Mclean’s team won the Women’s World Cup by defeating Canada in the final earlier this month, and the fly-half revealed she spoke to men’s coach Stuart Lancaster in the immediate aftermath and issued a challenge.
Mclean, speaking at her club Darlington Mowden Park as it was confirmed as a training base for the men’s World Cup next year, said with a smile: “I saw Stuart after the game — luckily he was out there — and just said: ‘no pressure.’
“The under-20s boys are now world champions, the women and now it is kind of up to the guys.
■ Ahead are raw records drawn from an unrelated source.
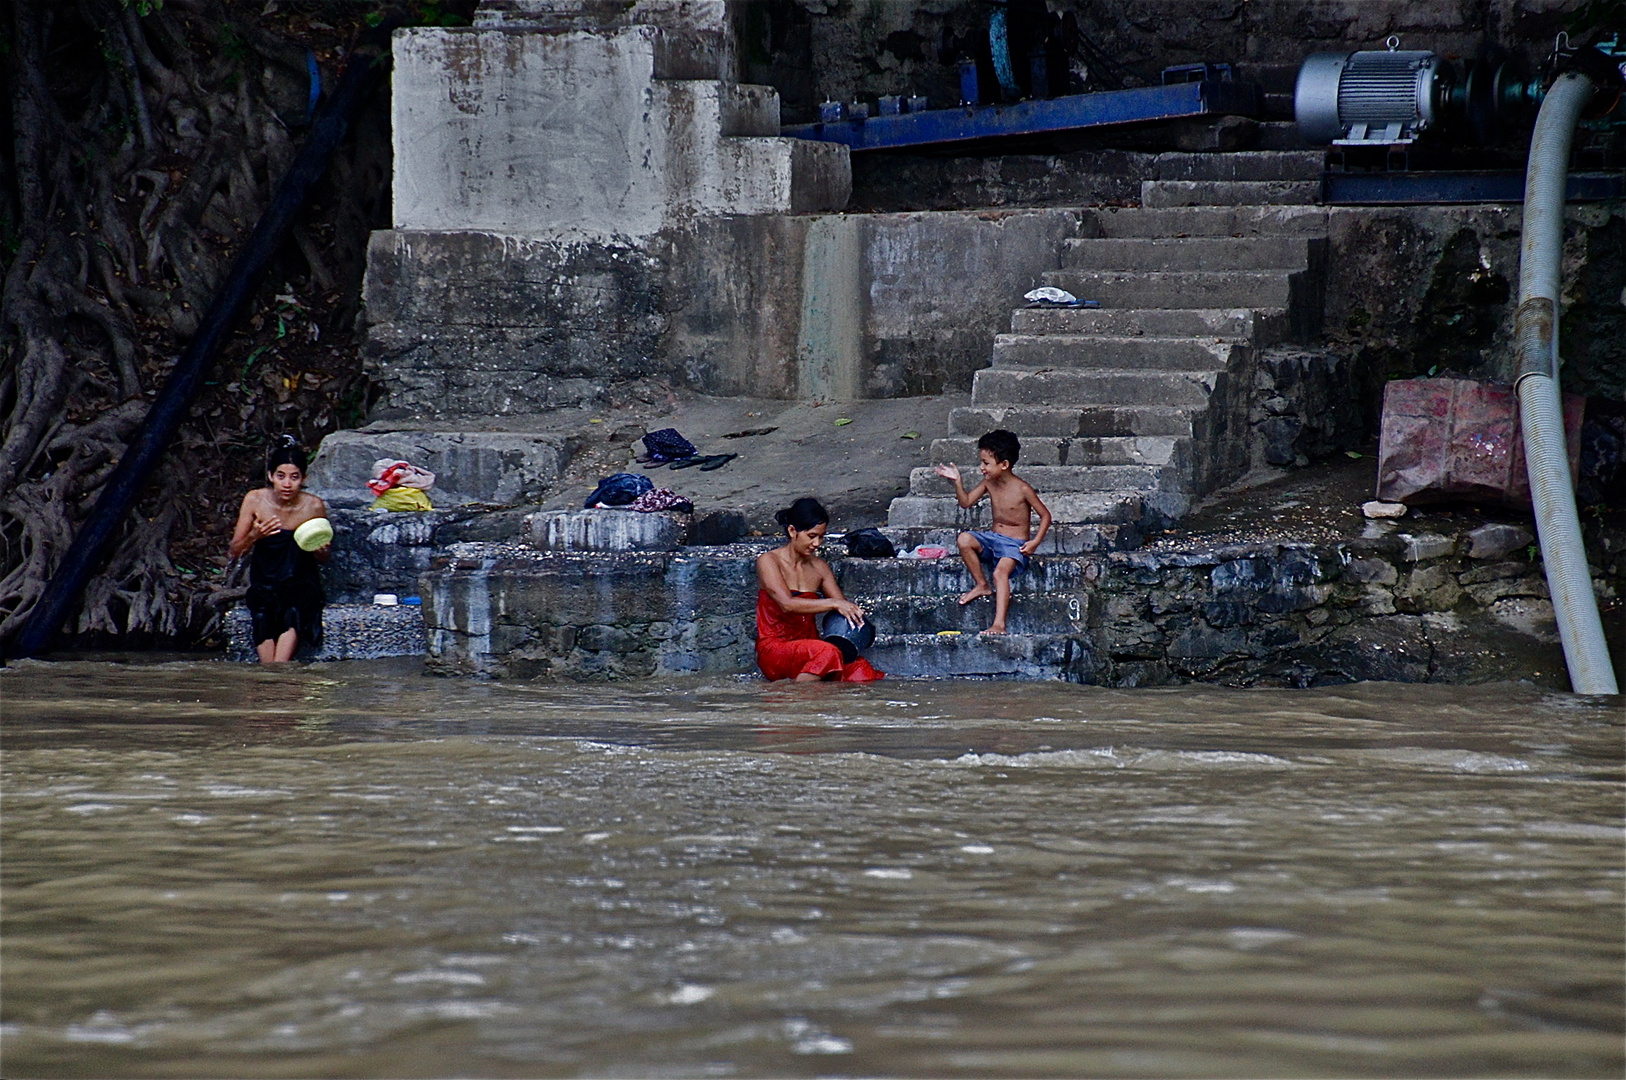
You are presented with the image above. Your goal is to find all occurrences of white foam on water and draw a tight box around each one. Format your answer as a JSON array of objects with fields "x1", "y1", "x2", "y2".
[
  {"x1": 664, "y1": 984, "x2": 715, "y2": 1005},
  {"x1": 392, "y1": 970, "x2": 486, "y2": 986}
]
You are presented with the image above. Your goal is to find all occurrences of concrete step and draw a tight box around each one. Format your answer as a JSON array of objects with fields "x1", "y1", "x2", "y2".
[
  {"x1": 1087, "y1": 205, "x2": 1328, "y2": 238},
  {"x1": 993, "y1": 334, "x2": 1244, "y2": 371},
  {"x1": 908, "y1": 464, "x2": 1168, "y2": 495},
  {"x1": 1141, "y1": 179, "x2": 1321, "y2": 207},
  {"x1": 1149, "y1": 150, "x2": 1325, "y2": 182},
  {"x1": 882, "y1": 521, "x2": 1138, "y2": 555},
  {"x1": 838, "y1": 553, "x2": 1099, "y2": 596},
  {"x1": 950, "y1": 404, "x2": 1200, "y2": 438},
  {"x1": 226, "y1": 603, "x2": 427, "y2": 662},
  {"x1": 888, "y1": 491, "x2": 1142, "y2": 527},
  {"x1": 931, "y1": 434, "x2": 1189, "y2": 468},
  {"x1": 1043, "y1": 269, "x2": 1294, "y2": 309},
  {"x1": 527, "y1": 508, "x2": 690, "y2": 552},
  {"x1": 865, "y1": 632, "x2": 1091, "y2": 680},
  {"x1": 1251, "y1": 120, "x2": 1318, "y2": 152},
  {"x1": 971, "y1": 367, "x2": 1219, "y2": 408},
  {"x1": 1061, "y1": 235, "x2": 1315, "y2": 272},
  {"x1": 861, "y1": 595, "x2": 1087, "y2": 638},
  {"x1": 1008, "y1": 306, "x2": 1288, "y2": 344}
]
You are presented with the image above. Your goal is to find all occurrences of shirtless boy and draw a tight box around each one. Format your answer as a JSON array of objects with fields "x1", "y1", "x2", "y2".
[{"x1": 933, "y1": 429, "x2": 1052, "y2": 635}]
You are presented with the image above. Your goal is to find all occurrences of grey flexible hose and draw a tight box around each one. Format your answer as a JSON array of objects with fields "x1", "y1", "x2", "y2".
[{"x1": 1514, "y1": 71, "x2": 1618, "y2": 694}]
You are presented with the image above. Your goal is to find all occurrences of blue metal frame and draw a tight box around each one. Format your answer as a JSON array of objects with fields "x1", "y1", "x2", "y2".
[
  {"x1": 783, "y1": 80, "x2": 1261, "y2": 153},
  {"x1": 1323, "y1": 170, "x2": 1623, "y2": 204}
]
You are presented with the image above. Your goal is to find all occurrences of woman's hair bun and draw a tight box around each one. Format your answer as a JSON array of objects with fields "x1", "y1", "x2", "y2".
[
  {"x1": 266, "y1": 435, "x2": 309, "y2": 475},
  {"x1": 776, "y1": 497, "x2": 828, "y2": 534}
]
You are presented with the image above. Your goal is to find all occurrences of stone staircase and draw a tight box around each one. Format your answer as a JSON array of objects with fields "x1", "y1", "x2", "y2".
[
  {"x1": 836, "y1": 554, "x2": 1096, "y2": 680},
  {"x1": 890, "y1": 197, "x2": 1329, "y2": 544}
]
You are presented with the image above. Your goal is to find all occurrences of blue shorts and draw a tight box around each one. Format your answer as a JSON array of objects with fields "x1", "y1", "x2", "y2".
[{"x1": 969, "y1": 530, "x2": 1029, "y2": 576}]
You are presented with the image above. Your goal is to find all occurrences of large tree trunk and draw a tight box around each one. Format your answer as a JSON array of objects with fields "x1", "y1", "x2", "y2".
[{"x1": 0, "y1": 1, "x2": 434, "y2": 650}]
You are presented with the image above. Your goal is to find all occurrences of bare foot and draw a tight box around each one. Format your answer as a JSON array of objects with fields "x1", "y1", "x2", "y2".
[
  {"x1": 958, "y1": 585, "x2": 992, "y2": 605},
  {"x1": 981, "y1": 624, "x2": 1008, "y2": 636}
]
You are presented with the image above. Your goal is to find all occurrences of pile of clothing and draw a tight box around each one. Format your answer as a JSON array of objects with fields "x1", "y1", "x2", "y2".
[
  {"x1": 584, "y1": 473, "x2": 693, "y2": 513},
  {"x1": 368, "y1": 459, "x2": 436, "y2": 511}
]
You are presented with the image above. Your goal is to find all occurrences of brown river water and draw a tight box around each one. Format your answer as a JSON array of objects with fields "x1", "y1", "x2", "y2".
[{"x1": 1, "y1": 659, "x2": 1621, "y2": 1079}]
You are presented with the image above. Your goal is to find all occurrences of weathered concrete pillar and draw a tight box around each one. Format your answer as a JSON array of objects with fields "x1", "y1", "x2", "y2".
[
  {"x1": 369, "y1": 2, "x2": 851, "y2": 418},
  {"x1": 389, "y1": 15, "x2": 846, "y2": 240}
]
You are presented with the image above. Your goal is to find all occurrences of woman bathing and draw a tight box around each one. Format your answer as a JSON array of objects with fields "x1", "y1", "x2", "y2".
[
  {"x1": 228, "y1": 439, "x2": 329, "y2": 663},
  {"x1": 754, "y1": 498, "x2": 883, "y2": 682}
]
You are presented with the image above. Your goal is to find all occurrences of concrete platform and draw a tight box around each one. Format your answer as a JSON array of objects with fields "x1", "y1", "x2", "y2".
[
  {"x1": 1044, "y1": 269, "x2": 1298, "y2": 309},
  {"x1": 950, "y1": 404, "x2": 1202, "y2": 438},
  {"x1": 1089, "y1": 205, "x2": 1328, "y2": 237},
  {"x1": 410, "y1": 458, "x2": 1623, "y2": 688},
  {"x1": 972, "y1": 367, "x2": 1222, "y2": 408},
  {"x1": 1140, "y1": 179, "x2": 1321, "y2": 207},
  {"x1": 991, "y1": 335, "x2": 1244, "y2": 371},
  {"x1": 307, "y1": 429, "x2": 567, "y2": 509},
  {"x1": 226, "y1": 604, "x2": 427, "y2": 662},
  {"x1": 1062, "y1": 235, "x2": 1316, "y2": 271},
  {"x1": 528, "y1": 508, "x2": 690, "y2": 551}
]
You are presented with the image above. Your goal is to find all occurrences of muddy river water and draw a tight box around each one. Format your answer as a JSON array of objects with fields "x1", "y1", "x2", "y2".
[{"x1": 1, "y1": 659, "x2": 1620, "y2": 1078}]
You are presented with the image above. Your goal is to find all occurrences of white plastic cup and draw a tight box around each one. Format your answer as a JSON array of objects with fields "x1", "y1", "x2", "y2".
[{"x1": 373, "y1": 593, "x2": 399, "y2": 606}]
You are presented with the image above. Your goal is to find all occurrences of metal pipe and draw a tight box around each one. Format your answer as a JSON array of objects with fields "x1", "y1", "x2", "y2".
[{"x1": 1513, "y1": 70, "x2": 1618, "y2": 694}]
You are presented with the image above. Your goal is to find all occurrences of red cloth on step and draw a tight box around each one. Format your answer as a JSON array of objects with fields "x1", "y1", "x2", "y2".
[{"x1": 755, "y1": 590, "x2": 883, "y2": 682}]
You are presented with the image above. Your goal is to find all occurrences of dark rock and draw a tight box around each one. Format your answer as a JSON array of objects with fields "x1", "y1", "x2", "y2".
[
  {"x1": 1302, "y1": 615, "x2": 1432, "y2": 682},
  {"x1": 1466, "y1": 522, "x2": 1534, "y2": 561},
  {"x1": 689, "y1": 510, "x2": 748, "y2": 545},
  {"x1": 1202, "y1": 600, "x2": 1254, "y2": 628}
]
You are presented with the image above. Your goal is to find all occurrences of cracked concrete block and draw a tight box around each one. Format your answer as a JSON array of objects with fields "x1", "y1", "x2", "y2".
[
  {"x1": 1466, "y1": 522, "x2": 1535, "y2": 561},
  {"x1": 1399, "y1": 533, "x2": 1455, "y2": 562},
  {"x1": 1396, "y1": 564, "x2": 1463, "y2": 613},
  {"x1": 1358, "y1": 585, "x2": 1397, "y2": 615},
  {"x1": 528, "y1": 509, "x2": 689, "y2": 552},
  {"x1": 1458, "y1": 560, "x2": 1532, "y2": 585},
  {"x1": 309, "y1": 430, "x2": 566, "y2": 508},
  {"x1": 391, "y1": 27, "x2": 846, "y2": 240},
  {"x1": 1345, "y1": 556, "x2": 1398, "y2": 585}
]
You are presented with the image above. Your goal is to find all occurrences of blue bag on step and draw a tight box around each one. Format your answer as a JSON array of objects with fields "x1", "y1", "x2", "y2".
[{"x1": 585, "y1": 473, "x2": 654, "y2": 508}]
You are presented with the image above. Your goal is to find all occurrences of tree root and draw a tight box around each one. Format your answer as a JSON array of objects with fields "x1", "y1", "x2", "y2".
[{"x1": 1, "y1": 0, "x2": 411, "y2": 651}]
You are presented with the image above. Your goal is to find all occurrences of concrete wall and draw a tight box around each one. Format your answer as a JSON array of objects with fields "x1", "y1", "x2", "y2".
[
  {"x1": 391, "y1": 26, "x2": 847, "y2": 242},
  {"x1": 1321, "y1": 203, "x2": 1625, "y2": 401},
  {"x1": 364, "y1": 207, "x2": 1079, "y2": 416},
  {"x1": 417, "y1": 515, "x2": 1623, "y2": 685},
  {"x1": 364, "y1": 199, "x2": 1624, "y2": 420}
]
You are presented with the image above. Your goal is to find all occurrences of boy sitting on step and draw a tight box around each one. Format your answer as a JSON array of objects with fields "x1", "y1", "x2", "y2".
[{"x1": 933, "y1": 429, "x2": 1052, "y2": 635}]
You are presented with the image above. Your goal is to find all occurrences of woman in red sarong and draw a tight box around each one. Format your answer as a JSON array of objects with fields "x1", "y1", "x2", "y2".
[{"x1": 755, "y1": 498, "x2": 884, "y2": 682}]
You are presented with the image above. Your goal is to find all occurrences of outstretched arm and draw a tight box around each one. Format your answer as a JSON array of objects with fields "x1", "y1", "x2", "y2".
[
  {"x1": 1019, "y1": 486, "x2": 1052, "y2": 555},
  {"x1": 933, "y1": 462, "x2": 988, "y2": 509}
]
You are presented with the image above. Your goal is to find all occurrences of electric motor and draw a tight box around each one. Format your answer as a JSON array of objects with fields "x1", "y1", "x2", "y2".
[{"x1": 1296, "y1": 42, "x2": 1451, "y2": 144}]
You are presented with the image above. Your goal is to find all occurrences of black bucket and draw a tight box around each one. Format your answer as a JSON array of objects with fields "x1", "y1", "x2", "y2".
[{"x1": 820, "y1": 610, "x2": 876, "y2": 663}]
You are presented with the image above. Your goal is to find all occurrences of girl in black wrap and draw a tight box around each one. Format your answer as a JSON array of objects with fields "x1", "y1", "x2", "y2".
[{"x1": 229, "y1": 439, "x2": 330, "y2": 662}]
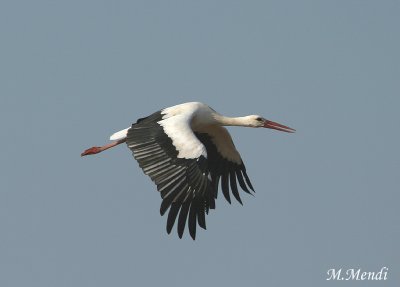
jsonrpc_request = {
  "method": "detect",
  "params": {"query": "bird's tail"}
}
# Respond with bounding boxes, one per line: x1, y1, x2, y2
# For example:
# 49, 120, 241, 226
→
110, 127, 130, 141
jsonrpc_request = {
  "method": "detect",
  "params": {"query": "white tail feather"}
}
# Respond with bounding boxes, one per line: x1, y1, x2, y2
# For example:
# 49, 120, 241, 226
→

“But that’s the best bit about sport. You look at the way English sport has come on and the things we have hosted recently — that’s what it should be like, we should be aspiring to be world champions.
“By everybody doing that, you are going to change the youth of today and make them aspire to be a sportswoman or a sportsman.”
Schoolteacher Mclean and her team-mates have been caught up in something of a whirlwind since their final victory, and she is looking forward to returning to work at Bexhill Academy in Sunderland on Monday to share her success with her pupils.
However, the return will be short-lived after it was revealed she is one of 12 World Cup winners among a squad of 20 players to be handed a sevens professional contract by the Rugby Football Union with a view to qualifying for the 2016 Olympic Games in Rio.
But, while Mclean may be leaving teaching, she has no intention of turning her back on either 15-a-side rugby or Mowden Park.
She said: “I definitely still want to play international 15s and I definitely want to play club 15s — it’s a massive part of our game and we would be silly to start saying ‘sevens is the way forward and that’s all we are going to play.’
“For me, it is going to be negotiating with the club. Obviously I am going to be based in Surrey but I have got no intentions of leaving Darlington. I’ll just have to negotiate a bit of travel.”
Club-mate and fellow World Cup winner Tamara Taylor, an RFU community coach, feels that the women’s victory is great for everyone involved in the sport.
She said: “It’s brilliant for women’s sport but in general with the men’s World Cup next year, it’s great for the country.”